Compared with viscous debris flow, the shear stress of glacier debris flow is significantly smaller than that of viscous debris flow under the same gravity and shear rate, which indicates that glacier debris flow has smaller movement resistance. The main reason for this phenomenon is that the content of clay in Glacier debris flow is less, and the slurry forming debris flow is less. Most of the sand and stone particles are driven by water, and the overall friction force is small. The resistance to the relative movement of debris flow is relatively small. Through the topographic study, we can find that the glacier debris flow is mostly located in high mountains and valleys, and the gully slope is larger, so it contains more energy. Once the glacier debris flow breaks out, its movement speed will be far greater than that of viscous debris flow in the same state. Therefore, the protection standard should be improved to ensure the safety of the project.

5. Conclusions

The characteristics of a glacier debris flow along the Sichuan–Tibet Railway were systemically studied in regard to its gradation and rheological characteristics through field investigation and laboratory analysis. For the glacier debris flow along the Sichuan–Tibet railway, gravel and sand accounted for the largest proportion of particle gradation, the variability of which was high and the differences in particle size categories were significant. This finding indicates that the genesis of debris flow is complicated. Although the proportion of fine particles (clay and silt) was low, it plays an important role in determining the gradation characteristics of glacier debris flow. In this paper, the fractal dimension and geometric average size of debris flow are also analyzed and studied, and the gradation of glacier debris flow and viscous debris flow is compared from different angles. The content of fine particles in glacier debris flow was significantly lower than that of typical viscous debris flow, which is primarily determined by the characteristics of the organizing materials. It is suggested that the main reason for the small number of fine particles in Glacier debris flow may be due to the less biological and chemical differentiation.
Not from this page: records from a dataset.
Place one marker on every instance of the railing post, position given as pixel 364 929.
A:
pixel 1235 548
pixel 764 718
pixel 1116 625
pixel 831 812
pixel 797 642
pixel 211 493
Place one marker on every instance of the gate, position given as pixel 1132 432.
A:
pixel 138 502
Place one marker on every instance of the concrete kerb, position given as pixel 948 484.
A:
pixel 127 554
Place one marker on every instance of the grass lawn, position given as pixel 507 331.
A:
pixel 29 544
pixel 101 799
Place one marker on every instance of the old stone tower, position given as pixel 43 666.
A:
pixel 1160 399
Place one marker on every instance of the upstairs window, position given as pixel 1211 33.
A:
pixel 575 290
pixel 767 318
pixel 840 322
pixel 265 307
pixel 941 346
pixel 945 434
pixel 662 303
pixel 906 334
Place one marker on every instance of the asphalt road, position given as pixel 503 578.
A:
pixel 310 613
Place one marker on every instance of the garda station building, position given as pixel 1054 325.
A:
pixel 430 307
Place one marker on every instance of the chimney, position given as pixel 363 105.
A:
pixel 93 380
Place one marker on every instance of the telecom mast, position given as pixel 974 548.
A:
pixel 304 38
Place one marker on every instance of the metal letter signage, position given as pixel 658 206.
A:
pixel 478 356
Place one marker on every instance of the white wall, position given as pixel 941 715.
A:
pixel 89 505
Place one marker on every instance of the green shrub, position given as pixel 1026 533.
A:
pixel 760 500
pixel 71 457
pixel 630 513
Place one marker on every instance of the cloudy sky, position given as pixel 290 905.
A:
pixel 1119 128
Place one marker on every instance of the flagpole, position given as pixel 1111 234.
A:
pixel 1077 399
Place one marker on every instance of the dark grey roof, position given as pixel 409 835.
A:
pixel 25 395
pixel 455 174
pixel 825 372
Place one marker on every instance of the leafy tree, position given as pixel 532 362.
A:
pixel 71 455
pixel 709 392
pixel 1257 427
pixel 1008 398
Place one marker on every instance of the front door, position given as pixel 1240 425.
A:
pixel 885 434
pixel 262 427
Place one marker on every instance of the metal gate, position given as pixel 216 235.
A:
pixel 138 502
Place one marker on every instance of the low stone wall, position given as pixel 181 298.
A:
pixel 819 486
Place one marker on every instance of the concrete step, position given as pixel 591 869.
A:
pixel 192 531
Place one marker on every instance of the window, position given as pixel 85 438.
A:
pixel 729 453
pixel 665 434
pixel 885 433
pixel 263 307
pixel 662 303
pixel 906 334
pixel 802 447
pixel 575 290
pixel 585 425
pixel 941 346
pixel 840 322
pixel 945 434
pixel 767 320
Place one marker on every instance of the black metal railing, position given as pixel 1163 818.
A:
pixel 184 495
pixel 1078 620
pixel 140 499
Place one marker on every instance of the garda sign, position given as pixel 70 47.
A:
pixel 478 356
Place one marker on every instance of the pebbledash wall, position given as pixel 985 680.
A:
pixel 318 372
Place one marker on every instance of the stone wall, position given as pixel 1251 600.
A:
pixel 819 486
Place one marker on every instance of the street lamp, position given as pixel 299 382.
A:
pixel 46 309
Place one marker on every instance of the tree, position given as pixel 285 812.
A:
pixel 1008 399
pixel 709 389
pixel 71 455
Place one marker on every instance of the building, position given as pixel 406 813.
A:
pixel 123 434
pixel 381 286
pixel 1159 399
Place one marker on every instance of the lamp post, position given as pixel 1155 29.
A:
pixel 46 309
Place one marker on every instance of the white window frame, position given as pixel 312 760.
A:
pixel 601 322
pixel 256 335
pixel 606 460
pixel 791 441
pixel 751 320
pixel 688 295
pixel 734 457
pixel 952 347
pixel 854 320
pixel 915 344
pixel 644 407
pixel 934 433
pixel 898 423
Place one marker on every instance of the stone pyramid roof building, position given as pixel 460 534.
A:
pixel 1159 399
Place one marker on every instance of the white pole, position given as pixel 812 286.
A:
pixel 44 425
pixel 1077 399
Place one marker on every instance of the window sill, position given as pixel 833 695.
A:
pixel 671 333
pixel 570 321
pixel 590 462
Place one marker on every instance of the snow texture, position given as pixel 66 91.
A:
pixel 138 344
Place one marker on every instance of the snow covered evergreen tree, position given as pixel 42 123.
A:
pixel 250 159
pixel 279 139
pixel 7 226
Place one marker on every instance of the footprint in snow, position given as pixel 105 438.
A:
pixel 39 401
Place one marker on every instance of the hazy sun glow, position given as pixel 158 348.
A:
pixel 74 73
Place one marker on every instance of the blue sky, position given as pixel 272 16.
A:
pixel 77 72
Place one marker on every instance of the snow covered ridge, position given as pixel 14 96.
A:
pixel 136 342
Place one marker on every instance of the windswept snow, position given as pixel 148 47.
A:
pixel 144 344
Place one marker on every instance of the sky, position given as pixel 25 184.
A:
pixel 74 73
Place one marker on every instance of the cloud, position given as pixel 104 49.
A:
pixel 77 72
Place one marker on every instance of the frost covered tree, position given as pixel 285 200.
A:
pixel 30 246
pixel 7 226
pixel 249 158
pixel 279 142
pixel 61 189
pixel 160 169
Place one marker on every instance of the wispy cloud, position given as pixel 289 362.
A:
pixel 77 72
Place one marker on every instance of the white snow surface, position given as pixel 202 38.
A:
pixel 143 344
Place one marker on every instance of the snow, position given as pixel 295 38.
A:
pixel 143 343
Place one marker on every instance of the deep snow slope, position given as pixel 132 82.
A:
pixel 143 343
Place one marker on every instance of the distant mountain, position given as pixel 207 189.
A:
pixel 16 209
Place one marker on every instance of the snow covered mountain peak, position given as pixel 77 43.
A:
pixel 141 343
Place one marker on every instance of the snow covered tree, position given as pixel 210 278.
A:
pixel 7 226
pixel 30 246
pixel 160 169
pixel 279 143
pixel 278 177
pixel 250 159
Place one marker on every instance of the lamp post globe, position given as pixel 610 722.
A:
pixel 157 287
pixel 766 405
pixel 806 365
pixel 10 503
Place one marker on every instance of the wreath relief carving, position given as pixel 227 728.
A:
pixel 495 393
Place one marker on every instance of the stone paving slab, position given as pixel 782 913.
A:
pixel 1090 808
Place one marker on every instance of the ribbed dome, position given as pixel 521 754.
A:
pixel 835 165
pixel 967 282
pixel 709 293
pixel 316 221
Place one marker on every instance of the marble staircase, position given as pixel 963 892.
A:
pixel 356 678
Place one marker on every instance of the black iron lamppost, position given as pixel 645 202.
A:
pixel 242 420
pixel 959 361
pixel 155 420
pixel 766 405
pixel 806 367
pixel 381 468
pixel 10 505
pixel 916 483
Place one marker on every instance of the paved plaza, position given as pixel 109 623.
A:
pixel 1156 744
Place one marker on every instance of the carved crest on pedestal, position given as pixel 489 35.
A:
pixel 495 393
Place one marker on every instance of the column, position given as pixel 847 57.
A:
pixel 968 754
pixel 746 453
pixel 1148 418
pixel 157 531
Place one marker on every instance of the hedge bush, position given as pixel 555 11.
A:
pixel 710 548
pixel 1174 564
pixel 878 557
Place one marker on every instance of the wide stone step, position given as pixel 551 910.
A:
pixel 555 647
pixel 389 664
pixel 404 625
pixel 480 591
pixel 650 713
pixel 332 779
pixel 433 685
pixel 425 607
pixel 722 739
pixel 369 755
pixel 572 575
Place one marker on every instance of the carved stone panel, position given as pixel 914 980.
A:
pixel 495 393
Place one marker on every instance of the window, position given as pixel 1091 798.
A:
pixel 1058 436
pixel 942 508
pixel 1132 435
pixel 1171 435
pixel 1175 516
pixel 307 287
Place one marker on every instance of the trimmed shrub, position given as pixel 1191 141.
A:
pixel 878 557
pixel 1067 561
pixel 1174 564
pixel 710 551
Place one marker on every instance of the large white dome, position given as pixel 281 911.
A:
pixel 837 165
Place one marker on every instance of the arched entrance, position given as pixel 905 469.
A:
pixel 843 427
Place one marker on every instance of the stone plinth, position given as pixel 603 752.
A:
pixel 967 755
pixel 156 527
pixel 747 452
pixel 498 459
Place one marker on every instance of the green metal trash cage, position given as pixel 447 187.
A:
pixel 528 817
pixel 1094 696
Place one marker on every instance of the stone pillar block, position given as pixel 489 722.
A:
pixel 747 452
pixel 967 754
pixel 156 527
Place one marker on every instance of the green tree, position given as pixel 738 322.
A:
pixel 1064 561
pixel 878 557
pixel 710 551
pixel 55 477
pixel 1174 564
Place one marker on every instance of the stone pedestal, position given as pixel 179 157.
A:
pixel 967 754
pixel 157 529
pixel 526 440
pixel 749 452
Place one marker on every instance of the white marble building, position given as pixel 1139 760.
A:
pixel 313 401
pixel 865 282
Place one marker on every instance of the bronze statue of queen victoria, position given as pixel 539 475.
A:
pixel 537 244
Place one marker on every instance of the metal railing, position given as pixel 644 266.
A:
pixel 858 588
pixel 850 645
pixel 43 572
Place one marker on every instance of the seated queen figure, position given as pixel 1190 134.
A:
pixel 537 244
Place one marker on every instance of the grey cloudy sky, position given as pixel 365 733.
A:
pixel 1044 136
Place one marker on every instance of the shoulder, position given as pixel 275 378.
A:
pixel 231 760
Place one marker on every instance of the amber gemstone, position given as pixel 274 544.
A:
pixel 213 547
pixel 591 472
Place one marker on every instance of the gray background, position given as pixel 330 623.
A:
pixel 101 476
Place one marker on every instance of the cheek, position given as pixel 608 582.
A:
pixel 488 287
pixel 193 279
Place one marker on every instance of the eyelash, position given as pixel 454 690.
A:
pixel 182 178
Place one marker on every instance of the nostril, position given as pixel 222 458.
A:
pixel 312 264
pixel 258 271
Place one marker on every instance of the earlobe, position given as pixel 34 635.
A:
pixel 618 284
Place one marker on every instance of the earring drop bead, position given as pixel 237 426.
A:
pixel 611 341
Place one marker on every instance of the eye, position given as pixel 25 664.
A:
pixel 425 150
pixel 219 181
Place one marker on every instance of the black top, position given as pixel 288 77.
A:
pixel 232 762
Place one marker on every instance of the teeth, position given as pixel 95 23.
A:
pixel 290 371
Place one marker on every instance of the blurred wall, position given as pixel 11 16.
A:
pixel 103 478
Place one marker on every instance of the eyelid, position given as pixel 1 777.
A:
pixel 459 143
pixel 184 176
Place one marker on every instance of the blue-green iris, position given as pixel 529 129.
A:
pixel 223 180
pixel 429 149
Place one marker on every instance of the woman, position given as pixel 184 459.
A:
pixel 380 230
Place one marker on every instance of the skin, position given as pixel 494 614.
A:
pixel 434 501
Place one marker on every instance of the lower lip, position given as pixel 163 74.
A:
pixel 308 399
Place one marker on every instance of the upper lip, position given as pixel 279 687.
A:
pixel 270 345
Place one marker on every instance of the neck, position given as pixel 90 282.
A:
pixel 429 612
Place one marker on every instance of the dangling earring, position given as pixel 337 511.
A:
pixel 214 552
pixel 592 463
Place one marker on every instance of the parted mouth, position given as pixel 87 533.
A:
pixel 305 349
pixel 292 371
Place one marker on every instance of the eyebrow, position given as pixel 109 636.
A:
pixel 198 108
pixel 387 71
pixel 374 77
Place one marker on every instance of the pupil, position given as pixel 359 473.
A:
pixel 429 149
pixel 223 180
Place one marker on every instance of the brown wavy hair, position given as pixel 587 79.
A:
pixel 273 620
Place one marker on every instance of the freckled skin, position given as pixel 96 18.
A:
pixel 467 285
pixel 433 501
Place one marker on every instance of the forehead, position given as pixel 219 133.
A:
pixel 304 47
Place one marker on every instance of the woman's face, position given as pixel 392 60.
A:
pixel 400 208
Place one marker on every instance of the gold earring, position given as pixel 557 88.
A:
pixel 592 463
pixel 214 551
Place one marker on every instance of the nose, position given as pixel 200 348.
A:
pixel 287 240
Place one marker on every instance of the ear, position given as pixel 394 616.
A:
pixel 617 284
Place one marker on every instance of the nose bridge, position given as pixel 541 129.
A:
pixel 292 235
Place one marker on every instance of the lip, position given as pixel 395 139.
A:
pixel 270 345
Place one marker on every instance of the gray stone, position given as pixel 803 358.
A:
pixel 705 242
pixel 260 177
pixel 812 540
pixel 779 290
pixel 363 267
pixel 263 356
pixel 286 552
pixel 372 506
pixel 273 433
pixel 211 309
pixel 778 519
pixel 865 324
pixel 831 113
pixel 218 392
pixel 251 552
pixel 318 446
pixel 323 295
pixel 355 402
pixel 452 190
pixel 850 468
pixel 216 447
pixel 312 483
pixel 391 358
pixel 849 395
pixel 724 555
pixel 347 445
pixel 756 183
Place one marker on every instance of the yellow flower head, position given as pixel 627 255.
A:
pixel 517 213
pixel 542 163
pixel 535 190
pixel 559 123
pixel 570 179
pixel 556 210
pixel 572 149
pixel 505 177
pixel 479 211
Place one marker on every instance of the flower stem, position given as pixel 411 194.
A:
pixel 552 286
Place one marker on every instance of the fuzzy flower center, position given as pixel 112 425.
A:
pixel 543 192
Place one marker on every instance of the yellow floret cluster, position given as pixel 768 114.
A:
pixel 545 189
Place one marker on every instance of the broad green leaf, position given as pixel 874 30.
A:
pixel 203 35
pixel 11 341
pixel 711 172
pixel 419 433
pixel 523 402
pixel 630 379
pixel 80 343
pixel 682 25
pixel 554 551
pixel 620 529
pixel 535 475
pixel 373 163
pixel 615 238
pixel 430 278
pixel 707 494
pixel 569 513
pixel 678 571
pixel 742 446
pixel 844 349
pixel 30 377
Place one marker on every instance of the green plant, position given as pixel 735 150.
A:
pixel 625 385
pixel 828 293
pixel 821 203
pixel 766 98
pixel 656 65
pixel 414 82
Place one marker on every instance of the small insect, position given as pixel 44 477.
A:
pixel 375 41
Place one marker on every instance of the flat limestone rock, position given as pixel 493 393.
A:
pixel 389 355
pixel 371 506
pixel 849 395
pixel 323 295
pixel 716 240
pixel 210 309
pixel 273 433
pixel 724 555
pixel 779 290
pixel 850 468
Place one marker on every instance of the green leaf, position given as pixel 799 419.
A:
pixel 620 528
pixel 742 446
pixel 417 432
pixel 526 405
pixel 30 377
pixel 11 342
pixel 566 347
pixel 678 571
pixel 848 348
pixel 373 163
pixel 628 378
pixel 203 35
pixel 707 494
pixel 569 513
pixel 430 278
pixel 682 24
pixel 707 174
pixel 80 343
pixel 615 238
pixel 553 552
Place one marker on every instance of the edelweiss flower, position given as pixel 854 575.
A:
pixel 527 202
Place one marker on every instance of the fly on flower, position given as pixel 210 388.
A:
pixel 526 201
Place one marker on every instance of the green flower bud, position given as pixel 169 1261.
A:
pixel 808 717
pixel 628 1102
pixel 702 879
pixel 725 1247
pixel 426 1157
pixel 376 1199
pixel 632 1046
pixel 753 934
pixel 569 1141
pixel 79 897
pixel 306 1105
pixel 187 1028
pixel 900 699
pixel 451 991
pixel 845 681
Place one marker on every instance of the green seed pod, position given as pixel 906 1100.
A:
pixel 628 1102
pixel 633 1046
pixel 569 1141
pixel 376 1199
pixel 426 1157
The study on the rheological characteristics of glacier debris flow shows the change in the rheological curve of typical glacial melt cement stone flow had great variability and showed turbulent characteristics. Under the same gravity and shear rate, the stress of typical glacial debris flow was significantly less than that of viscous debris flow, whereas the variability of the stress was more significant. The low content of fine particles in glacial debris flow leads to the characteristics of low shear stress, which also leads to higher flow velocity and stronger breaking force. The present study provides a better understanding of movement rules and the disaster risk associated with glacier debris flow along the Sichuan–Tibet railway.

Data Availability

The data used to support the findings of this study are available from the corresponding author upon request.

Conflicts of Interest

The authors declare that there are no conflicts of interest regarding the publication of this paper.

Acknowledgments

The authors thank the Chinese Academy of Sciences for providing the experimental site and Dr. Tang Jun for his guidance. This paper was supported by the Sichuan Science and Technology Program (2020YFH0085), “Complete set technology and engineering application of medium and low speed maglev transportation system” (contract no. 2018-a01).